Beyond providing her comfort, Zhao’s plants have also taught her patience.
Zhao said at one point, she had to transfer a plant whose roots were stuck and hard to separate from sphagnum moss. She ended up pulling a lot of roots off – which she said could have been avoided if she had been more patient.
“My UCLA brain was like, let’s get it done, let’s fix it right now, and I think that’s something that’s definitely worth learning,” Zhao said. “You have to have patience. Sometimes you can’t get what you want in the immediate next second, and you have to be OK with it.”
Plants boost people’s health – physically, mentally and spiritually, said Sack, who is also an avid plant collector. Now that people are stuck at home, the best way for them to improve their surroundings is to focus on plants, he said.
Plants also produce oxygen and can purify the air in a room – though the effect is less noticeable with only a few houseplants, Sack said. A stronger benefit is their ability to humidify the air, which can be helpful for people who live in dry areas, he added.
Plants also give people feelings of safety and comfort, which can be important for students dealing with anxiety from deadlines, high expectations and new surroundings, Sack said.
Because many students live away from their families, plants can give students a makeshift family, Sack said. In fact, plants are one of the oldest companions of humans, he added.
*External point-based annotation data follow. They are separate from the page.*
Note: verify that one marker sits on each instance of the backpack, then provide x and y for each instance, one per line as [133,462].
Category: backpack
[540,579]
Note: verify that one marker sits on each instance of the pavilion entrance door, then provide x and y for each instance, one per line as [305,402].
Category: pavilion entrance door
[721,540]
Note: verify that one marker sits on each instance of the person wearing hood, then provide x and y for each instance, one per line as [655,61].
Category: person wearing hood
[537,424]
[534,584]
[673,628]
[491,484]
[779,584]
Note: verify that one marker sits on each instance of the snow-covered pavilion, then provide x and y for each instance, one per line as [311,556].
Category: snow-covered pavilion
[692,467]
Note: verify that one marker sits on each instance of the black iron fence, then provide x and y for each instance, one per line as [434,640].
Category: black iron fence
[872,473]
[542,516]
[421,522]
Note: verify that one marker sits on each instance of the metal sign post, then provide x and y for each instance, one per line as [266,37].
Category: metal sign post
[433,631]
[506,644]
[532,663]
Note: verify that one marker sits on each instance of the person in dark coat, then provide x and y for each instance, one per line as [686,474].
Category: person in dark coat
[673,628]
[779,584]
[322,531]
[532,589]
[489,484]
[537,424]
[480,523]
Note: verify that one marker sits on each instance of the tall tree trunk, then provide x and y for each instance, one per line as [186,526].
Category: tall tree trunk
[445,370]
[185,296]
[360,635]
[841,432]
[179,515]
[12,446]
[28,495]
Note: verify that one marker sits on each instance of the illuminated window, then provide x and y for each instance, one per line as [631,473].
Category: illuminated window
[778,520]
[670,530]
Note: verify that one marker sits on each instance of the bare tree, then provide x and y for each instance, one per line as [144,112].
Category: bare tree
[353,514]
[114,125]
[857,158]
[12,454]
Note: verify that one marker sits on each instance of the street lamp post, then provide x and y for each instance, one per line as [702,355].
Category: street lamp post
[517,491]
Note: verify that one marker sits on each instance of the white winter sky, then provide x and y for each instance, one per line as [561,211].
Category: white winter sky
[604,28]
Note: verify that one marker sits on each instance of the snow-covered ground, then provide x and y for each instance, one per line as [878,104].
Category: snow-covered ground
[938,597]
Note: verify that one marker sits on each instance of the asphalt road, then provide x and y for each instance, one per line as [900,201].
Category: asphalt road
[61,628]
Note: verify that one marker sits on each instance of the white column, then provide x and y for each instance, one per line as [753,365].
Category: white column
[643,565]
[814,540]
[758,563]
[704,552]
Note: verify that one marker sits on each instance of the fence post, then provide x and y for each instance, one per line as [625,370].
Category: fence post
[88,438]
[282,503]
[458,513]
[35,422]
“On a deep level, we share ancestry with these beings,” Sack said. “This is part of our family.
Nurturing plants is an easy and inexpensive means of self-care, said Justis Guardia, a fourth-year theater student.
Guardia enjoys painting her flower pots with friends, befriending the people who work at her local plant nursery and helping her family tend to their vegetable garden.
For those interested in becoming plant parents, Guardia’s advice is to start small – it takes time to learn what each plant needs, so it is important to take it slow and find plants that need similar amounts of water and light, she said.
Hazrah said beginners should get plants that are easy to take care of and consider how much light an environment gets beforehand. For rooms with minimal sunlight, Hazrah recommends getting a snake plant.
Zhao said the most important factor to consider is that plants are here to bring happiness. Tending to plants and keeping them alive can be stressful, but with time, it becomes second nature, she added.
“It’s not the end of the world when you kill a plant,” she said. “Plants are replaceable – your mental health is not.”